In terms of section 28(2) of the Constitution of the Republic of South Africa Act 108 of 1996, "a child's best interests are of paramount importance in every matter concerning a child.'.
To give effect to this constitutional provision, section 9 of the Children's Act 38 of 2005 ("the Children's Act"), provides that "In all matters concerning the care, protection and wellbeing of a child, the standard that the child's best interests is of paramount importance, must be applied".
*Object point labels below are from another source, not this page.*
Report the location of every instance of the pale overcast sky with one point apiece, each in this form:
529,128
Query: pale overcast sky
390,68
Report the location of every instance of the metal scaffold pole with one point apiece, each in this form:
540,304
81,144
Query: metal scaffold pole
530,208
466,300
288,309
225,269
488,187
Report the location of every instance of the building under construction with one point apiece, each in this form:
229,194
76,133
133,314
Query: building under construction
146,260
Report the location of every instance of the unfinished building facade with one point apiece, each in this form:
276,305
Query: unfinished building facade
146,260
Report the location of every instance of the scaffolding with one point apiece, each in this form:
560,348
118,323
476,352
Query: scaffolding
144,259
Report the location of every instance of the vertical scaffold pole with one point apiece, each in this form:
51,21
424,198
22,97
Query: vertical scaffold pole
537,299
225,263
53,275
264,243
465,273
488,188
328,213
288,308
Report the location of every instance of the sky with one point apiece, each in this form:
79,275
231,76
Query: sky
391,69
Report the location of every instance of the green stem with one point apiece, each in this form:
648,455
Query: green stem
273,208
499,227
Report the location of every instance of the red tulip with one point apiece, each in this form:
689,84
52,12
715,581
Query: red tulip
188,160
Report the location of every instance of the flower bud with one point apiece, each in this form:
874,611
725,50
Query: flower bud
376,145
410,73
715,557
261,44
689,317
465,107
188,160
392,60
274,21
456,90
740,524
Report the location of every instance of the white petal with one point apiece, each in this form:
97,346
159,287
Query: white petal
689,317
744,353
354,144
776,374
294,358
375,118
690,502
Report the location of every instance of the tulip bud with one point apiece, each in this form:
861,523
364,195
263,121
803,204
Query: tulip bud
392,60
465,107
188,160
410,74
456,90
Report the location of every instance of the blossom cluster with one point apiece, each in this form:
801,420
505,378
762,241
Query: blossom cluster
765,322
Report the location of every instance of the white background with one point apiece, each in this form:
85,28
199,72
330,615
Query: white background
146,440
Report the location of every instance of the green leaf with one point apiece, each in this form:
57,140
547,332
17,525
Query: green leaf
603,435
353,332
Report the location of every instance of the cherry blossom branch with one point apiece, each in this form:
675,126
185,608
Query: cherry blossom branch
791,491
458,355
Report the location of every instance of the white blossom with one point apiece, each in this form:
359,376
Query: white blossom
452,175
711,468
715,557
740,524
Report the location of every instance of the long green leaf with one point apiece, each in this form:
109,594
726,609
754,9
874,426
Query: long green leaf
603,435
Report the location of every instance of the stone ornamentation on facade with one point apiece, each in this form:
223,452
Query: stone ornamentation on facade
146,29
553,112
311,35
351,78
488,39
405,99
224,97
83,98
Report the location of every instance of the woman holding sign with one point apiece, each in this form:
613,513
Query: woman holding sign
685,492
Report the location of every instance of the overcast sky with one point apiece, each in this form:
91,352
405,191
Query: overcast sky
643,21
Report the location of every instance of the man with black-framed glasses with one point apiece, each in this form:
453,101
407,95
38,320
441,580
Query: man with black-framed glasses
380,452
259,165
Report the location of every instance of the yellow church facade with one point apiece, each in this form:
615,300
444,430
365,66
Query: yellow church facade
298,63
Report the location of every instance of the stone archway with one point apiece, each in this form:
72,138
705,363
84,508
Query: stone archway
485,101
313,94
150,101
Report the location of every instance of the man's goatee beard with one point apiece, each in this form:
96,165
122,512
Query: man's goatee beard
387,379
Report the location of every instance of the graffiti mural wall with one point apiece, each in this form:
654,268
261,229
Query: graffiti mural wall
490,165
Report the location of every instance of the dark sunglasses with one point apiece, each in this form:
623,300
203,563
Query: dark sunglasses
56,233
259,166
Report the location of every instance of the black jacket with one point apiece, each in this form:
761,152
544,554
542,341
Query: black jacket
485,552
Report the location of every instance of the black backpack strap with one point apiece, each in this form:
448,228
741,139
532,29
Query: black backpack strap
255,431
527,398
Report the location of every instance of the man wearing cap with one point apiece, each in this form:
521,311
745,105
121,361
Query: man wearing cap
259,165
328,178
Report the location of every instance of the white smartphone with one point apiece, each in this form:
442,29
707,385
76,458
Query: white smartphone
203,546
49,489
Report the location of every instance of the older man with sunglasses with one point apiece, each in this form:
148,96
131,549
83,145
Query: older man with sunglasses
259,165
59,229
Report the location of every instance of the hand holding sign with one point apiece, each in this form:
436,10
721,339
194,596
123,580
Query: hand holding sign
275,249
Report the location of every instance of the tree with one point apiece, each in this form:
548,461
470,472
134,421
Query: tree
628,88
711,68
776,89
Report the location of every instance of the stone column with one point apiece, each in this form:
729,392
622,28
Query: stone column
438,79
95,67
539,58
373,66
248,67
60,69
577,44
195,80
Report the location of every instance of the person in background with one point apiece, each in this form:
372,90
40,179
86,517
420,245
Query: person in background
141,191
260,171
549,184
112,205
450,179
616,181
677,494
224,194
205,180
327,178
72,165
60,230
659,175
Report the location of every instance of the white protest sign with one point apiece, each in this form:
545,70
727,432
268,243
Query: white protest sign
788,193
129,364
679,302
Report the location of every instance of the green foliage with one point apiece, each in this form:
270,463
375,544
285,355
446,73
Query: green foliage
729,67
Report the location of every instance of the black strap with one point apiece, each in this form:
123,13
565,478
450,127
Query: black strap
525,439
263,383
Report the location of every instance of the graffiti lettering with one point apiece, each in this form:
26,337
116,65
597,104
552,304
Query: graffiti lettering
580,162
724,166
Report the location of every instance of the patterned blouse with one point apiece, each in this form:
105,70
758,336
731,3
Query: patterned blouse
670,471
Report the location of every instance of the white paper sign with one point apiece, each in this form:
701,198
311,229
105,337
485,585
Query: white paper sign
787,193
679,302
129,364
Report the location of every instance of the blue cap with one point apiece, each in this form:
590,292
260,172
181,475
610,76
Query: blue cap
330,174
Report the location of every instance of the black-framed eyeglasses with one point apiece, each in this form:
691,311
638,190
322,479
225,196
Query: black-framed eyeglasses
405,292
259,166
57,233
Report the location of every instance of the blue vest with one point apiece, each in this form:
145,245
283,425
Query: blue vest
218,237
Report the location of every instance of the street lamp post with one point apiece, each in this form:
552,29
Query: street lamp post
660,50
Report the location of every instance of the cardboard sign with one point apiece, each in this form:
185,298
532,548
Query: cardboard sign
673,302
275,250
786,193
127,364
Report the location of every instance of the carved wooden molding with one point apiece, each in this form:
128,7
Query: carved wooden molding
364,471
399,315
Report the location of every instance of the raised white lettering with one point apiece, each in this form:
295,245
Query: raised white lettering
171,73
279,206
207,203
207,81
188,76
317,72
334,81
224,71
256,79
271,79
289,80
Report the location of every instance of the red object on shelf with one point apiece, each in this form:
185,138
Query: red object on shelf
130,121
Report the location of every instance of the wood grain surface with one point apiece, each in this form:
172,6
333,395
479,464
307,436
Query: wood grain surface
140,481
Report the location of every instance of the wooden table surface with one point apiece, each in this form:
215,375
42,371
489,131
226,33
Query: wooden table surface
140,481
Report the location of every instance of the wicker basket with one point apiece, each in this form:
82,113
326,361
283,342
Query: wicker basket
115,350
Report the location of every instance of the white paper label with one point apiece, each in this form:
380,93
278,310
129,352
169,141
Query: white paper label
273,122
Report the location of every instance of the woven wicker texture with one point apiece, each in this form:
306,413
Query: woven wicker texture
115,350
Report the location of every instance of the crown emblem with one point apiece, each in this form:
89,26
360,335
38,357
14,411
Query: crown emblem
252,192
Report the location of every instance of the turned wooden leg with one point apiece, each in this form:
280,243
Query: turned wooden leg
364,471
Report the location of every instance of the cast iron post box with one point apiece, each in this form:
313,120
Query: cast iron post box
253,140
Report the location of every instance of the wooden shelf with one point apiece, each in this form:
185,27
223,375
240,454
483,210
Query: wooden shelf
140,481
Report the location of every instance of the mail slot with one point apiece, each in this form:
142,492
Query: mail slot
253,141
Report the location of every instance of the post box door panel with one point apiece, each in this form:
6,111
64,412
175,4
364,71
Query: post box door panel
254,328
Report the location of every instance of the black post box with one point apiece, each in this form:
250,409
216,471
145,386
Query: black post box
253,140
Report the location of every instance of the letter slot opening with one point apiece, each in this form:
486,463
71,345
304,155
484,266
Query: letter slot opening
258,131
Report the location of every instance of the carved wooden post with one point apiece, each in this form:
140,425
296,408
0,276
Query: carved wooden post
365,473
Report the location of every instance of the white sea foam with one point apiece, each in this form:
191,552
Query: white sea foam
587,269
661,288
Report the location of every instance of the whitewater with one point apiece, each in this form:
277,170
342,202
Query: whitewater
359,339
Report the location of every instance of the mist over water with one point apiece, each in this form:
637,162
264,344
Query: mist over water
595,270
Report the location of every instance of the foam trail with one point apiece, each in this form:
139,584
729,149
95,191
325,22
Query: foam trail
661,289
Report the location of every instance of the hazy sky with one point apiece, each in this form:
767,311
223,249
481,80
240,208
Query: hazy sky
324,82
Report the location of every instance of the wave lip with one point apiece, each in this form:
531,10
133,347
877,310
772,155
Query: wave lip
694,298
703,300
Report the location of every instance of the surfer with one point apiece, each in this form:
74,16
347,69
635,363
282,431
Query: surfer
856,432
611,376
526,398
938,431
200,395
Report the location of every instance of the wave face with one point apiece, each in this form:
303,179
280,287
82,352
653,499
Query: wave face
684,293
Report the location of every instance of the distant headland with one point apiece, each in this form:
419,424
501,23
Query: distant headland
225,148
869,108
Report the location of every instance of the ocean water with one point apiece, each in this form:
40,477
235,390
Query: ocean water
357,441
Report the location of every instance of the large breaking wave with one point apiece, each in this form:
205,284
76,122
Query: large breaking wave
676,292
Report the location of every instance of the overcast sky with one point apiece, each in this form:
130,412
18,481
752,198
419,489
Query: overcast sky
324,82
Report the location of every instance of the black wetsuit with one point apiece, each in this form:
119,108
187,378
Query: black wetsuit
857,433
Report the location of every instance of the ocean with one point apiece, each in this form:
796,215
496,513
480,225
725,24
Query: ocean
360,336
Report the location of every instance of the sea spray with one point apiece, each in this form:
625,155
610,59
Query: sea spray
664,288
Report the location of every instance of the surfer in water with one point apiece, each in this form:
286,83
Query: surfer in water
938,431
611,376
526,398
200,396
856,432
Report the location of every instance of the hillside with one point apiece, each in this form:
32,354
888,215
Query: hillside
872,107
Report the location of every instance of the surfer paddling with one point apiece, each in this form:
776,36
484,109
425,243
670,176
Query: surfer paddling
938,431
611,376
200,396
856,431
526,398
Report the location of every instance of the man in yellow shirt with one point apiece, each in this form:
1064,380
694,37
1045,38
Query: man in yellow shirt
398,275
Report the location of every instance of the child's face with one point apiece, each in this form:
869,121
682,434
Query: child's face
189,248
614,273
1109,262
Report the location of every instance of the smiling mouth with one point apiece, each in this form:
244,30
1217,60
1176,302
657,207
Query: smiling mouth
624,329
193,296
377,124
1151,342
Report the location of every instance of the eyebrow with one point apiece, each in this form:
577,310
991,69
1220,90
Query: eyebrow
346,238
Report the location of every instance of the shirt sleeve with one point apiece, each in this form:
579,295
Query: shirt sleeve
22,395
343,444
[23] Section 7 of the Children's Act sets out factors that must be considered in applying the child's best interest standard as follows:
"(a) the nature of the personal relationship between -
(i) the child and the parents, or any specific parent; and
(ii) the child and any other care-giver or person relevant in those circumstances;
(b) the attitude of the parents, or any specific parent, towards-
(i) the child; and
(ii) the exercise of parental responsibilities and rights in respect of the child;
(c) the capacity of the parents, or any specific parent, or of any other care giver or person, to provide for the needs of the child, including emotional and intellectual needs;
(d) the likely effect on the child of any change in the child's circumstances, including the likely effect on the child of any separation from-
(i) both or either of the parents; or
(ii) any brother or sister or other child, or any other care-giver or person, with whom the child has been living;
(e) the practical difficulty and expense of a child having contact with the parents, or any specific parent, and whether that difficulty or expense will substantially affect the child's right to maintain personal relations and direct contact with the parents, or any specific parent, on a regular basis;
(f) the need for the child-
(i) to remain in the care of his or her parent, family and extended family; and
(ii) to maintain a connection with his or her family, extended family, culture or tradition;
...;
[24] In Lubbe v du Plessis 2001 (4) SA 57 (C) at 66E, the court articulated that the best interest of a child or children in any particular case, is a question of fact in that specific case. The list in Section 7 of the Children's Act is non-exhaustive and the sum total thereof is that in every decision involving a minor child, the best interest of that child is paramount and must be given first and primary consideration.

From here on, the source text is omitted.